Usually one would start by loading a previously stored HistStruct (a structure containing all relevant histograms and classifiers) via the 'Load' tab, or create a new one via the 'New' tab. Many of the other tabs will not work if you have not loaded or created a valid HistStruct first. To create a HistStruct, the GUI expects input files in a specific format, see below.
Input files
Some example input files are provided on this CERNBox location.
They are skimmed versions of the centrally provided (legacy) csv files with monintoring elements (both 1D and 2D histograms) with a per-lumisection granularity. The central files are available on EOS: /eos/project/c/cmsml4dc/ML_2020
. Starting from 2022 data-taking, nanoDQMIO files are supposed to be the main central input. They can however be preprocessed into small csv files fully compatible with the legacy ones. See the main README and the folder dqmio
in this repository for more information.
The HistStruct object
The 'HistStruct' is the central object used in this program. It contains all relevant histograms (depending on the target run, training runs and histogram types) and their respective classifiers in a structured way.

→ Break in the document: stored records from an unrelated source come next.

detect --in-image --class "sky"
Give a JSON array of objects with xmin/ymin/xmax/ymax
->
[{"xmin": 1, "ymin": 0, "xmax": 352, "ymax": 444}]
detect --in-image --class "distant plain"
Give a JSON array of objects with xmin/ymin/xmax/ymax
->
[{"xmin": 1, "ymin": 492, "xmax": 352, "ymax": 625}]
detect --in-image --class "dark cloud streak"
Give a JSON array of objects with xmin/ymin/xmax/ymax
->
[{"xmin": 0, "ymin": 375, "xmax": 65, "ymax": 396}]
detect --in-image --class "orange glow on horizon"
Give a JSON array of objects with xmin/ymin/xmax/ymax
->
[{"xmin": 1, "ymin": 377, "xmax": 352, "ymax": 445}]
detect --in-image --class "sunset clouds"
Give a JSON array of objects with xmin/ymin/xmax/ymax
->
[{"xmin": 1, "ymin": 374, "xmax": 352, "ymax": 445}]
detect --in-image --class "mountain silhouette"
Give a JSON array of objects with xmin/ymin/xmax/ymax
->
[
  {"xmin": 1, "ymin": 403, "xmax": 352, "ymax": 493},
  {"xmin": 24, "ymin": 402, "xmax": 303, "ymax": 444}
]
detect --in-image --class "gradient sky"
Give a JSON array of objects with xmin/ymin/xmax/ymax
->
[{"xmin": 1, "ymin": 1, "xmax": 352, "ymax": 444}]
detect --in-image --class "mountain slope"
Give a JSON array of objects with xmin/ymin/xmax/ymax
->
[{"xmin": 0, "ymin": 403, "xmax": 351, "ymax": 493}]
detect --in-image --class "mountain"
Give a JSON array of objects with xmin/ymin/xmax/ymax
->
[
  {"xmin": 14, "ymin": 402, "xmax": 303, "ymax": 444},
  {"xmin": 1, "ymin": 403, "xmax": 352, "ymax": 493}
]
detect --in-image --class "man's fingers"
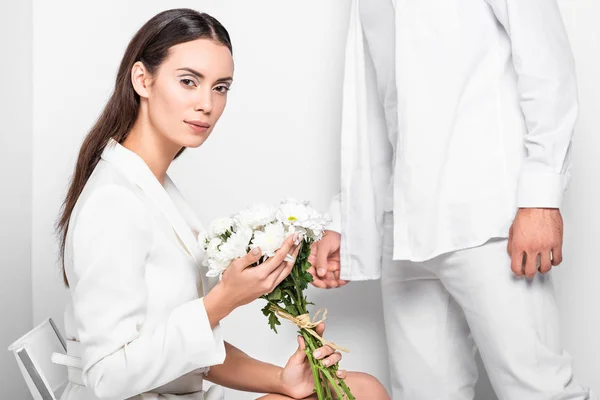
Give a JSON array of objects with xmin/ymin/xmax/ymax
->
[
  {"xmin": 333, "ymin": 271, "xmax": 349, "ymax": 287},
  {"xmin": 524, "ymin": 251, "xmax": 539, "ymax": 279},
  {"xmin": 539, "ymin": 251, "xmax": 552, "ymax": 274},
  {"xmin": 311, "ymin": 278, "xmax": 328, "ymax": 289},
  {"xmin": 316, "ymin": 241, "xmax": 332, "ymax": 278},
  {"xmin": 308, "ymin": 242, "xmax": 318, "ymax": 265},
  {"xmin": 326, "ymin": 278, "xmax": 339, "ymax": 288},
  {"xmin": 551, "ymin": 246, "xmax": 563, "ymax": 266},
  {"xmin": 511, "ymin": 251, "xmax": 525, "ymax": 276}
]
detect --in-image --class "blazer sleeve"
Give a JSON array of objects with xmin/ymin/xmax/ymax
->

Selecting subsets of histograms, e.g. for classifier training or evaluation, is managed by using masks, which you can initialize when creating the HistStruct. There are three types of masks:
- run masks: select lumisections belonging to a given run number.
- statistics masks: select lumisections with high or low statistics. Currently the criterion is simply based on the number of histogram entries divided by the number of bins. Might be extended in the future.
- json masks: select lumisections with a custom json file in the same format as the typical so-called golden json file. Any json file in the correct format can be uploaded, which allows full flexibility in selecting lumisections.
Typical workflow
After having loaded or created a new HistStruct object, you can start the training and evaluation of histogram classifiers. A typical workflow would consist of (most of) the following steps:
- preprocessing the histograms (i.e. rebinning, normalizing and/or cropping). See the 'Preprocessing' button.
- make plots of the training set, target set and other histograms that might be relevant. See the 'Plotting' button.
- resample the training set to increase statistics (might not be needed for some types of classifiers). See the 'Resampling' button.
- adding classifiers for each histogram type. See the 'Add classifiers' button.
- train all classifiers. See the 'Train classifiers' button.
- fit a probability density function to the resulting classifier scores in order to get from a per-histogram score to a per-lumisection score. See the 'Fit' button.
- evaluate the model. See 'Evaluate model' button.
- take a closer look at some lumisections. For example in the case of an autoencoder one might be interested to compare the original histogram to its autoencoder reconstruction. Or more generally one could be interested to see what histogram types are causing the high lumisection score. See 'Plot lumisection' button.
Example usage
Some examples on how to use the GUI are put in slides and collected on this CERNBox location. To do: update!